In Entwell, Deacon had been the resident master of a field of the mystic arts known as gray magic. It was a catchall, dealing with anything that did not explicitly heal or hurt, and was not based on the elements. He’d devoted the whole of his life, since before he could speak, to mastering these arts, and thus they wer
e second nature to him, an afterthought that he understood so thoroughly he often forgot that there were others who did not.
“How could you have been watching me?” she asked, trying to stand on her restored legs.
“Well, distance seeing is actually rather low magic. Penetrating the obscuring effect of the mountains required that you be exerting yourself mystically, but that was hardly a rarity for you. It took a bit of diligence, but I was able to pinpoint you rather frequently,” he answered, his voice beginning to waver as he began trembling.
“Is something the matter?” she asked.
“Nothing at all . . . I am just . . . Is it always this cold?” he said.
Myranda realized that he was in no way dressed for the northern weather.

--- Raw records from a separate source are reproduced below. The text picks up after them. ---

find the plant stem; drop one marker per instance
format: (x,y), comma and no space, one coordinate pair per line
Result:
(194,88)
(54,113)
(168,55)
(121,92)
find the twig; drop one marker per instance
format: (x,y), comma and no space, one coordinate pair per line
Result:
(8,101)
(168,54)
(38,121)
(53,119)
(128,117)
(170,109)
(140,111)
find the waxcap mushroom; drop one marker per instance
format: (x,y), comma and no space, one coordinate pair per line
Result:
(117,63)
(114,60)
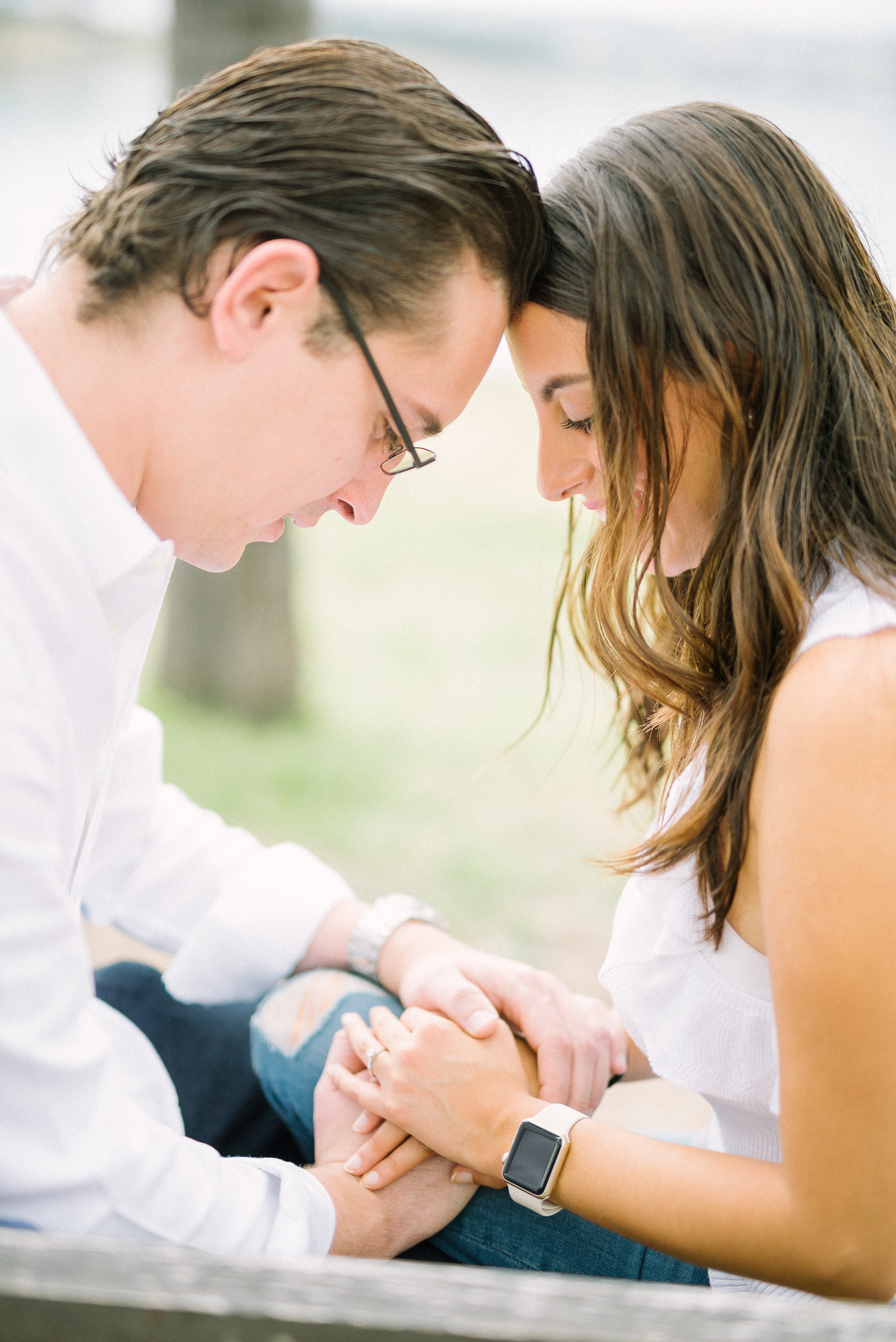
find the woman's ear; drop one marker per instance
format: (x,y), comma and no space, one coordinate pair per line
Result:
(271,282)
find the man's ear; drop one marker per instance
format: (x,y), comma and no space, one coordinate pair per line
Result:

The same light gray tunic he had worn in Entwell was all he wore now. It was scarcely enough to ward off the freezing wind.
“Good heavens! Why didn't you wear something warmer?” she asked.
“I-I haven't been thinking very clearly of late. Not s-since . . . Never mind. I have some things in my b-b-bag which might h-h-help,” he said.
Shakily, he made his way to the crater that contained his bag and the remains of the second creature. When he spotted it, he jumped back.
“W-w-what is th-this?” he said, clearly having just noticed the beasts he had saved Myranda from.
“I don't know, they just came out from the walls. Something Demont dreamed up, I'm sure,” Myranda answered.
“Demont . . . “ he mused, as though somehow he knew the name. “F-fascinating. I've not seen something crafted in s-s-such a way.”
“You can study it later. You need to warm up,” Myranda reminded him.
“Indeed,” he said.
Deacon grasped the cinched closed end of the bag and tugged at it, but it barely moved.
“B-b-b-blast it. I was afraid something like this would happen. The transportation damaged the enchantments,” he said. “Won't t-t-t-take a moment to fix.”